Copyright © 2019 by Emily Krone Phillips. This excerpt originally appeared in The Make-or-Break Year: Solving the Dropout Crisis One Ninth Grader at a Time, published by The New Press and reprinted here with permission.

First Person

I was too anxious to speak in class. Then the adults at my school teamed up to help me.

PHOTO: Getty Images

“Which group wants to present first?” the teacher said.

That day, the whole school had worked on mini-projects in groups, and now it was time to share our work with students from different grades. I was surrounded by a lot of faces I had never seen before. I was only a freshman and everything felt new.

My heart started beating fast, like it was trying to pop out of my chest. I started sweating, even though the air conditioner was on. I tried to dry my trembling, clammy palms by rubbing them against my pants. I wanted to raise my hand and say I wasn’t feeling well, but my mouth clamped shut and it felt like gravity made it impossible for me to lift my arm.
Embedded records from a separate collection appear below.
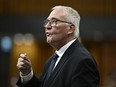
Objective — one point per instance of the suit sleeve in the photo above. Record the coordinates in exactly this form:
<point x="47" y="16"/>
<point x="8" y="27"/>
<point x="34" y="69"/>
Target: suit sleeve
<point x="86" y="74"/>
<point x="34" y="82"/>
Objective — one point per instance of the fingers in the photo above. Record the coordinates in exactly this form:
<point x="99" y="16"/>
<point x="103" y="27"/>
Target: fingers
<point x="24" y="64"/>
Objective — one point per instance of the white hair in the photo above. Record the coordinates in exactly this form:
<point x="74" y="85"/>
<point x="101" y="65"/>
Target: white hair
<point x="72" y="16"/>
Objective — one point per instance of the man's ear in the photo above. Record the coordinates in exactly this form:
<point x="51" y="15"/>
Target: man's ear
<point x="71" y="29"/>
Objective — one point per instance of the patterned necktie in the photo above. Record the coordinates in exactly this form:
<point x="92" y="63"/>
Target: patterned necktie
<point x="51" y="67"/>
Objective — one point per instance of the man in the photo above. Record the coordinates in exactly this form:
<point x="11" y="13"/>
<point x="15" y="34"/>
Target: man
<point x="74" y="67"/>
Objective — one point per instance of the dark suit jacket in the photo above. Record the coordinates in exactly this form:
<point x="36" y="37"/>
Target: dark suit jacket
<point x="77" y="68"/>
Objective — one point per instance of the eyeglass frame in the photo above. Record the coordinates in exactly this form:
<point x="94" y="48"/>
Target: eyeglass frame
<point x="54" y="22"/>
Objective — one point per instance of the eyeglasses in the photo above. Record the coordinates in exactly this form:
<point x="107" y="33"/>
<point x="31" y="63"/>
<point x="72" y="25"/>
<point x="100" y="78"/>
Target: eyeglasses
<point x="54" y="22"/>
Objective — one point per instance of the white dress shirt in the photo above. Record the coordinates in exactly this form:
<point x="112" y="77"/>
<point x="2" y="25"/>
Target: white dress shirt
<point x="60" y="53"/>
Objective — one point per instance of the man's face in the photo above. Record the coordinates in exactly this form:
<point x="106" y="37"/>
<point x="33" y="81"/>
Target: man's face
<point x="57" y="33"/>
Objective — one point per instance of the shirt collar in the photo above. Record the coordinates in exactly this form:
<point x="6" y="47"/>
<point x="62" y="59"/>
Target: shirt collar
<point x="61" y="51"/>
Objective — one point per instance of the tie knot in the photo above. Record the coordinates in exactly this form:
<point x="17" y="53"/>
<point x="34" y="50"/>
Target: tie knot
<point x="55" y="56"/>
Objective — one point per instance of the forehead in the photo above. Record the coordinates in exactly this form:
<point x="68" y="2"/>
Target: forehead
<point x="59" y="13"/>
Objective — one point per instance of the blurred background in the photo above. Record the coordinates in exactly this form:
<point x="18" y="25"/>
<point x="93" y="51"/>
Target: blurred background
<point x="21" y="31"/>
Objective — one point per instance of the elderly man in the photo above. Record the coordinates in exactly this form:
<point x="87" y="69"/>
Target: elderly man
<point x="73" y="66"/>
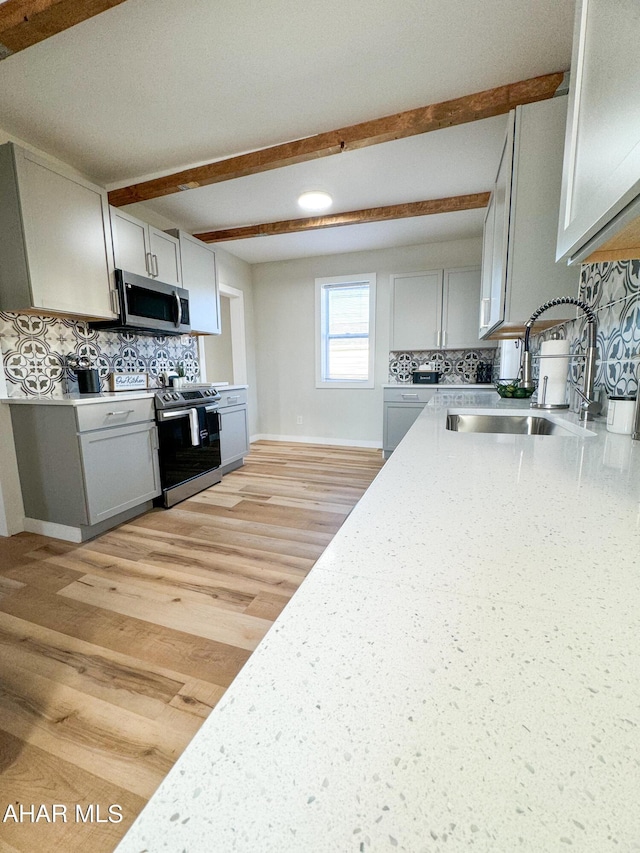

Usually I would get a little nervous when I had to do presentations, but I could always get through them. This day was different.

When the teachers closed the classroom doors, I felt trapped. I wanted to run outside, take a deep breath of fresh air, and calm down. To distract myself, I started to pinch my arm under the table. Then it was my group’s turn, and somehow my legs managed to make the motions to get me in front of the class.

When it was my turn to speak, the words I was supposed to say didn’t come out. I froze. Finally a familiar voice brought me back to reality. It was one of my groupmates presenting my part for me.

After we returned to our seats, I hugged my book bag. It wasn’t as soft as my pillow, but it was the only comfort I was able to find. I stared at the floor, which seemed like the only thing in the room that wasn’t disappointed in me. Once the bell rang I speed-walked past everyone to the train. As soon as I got home, I cried.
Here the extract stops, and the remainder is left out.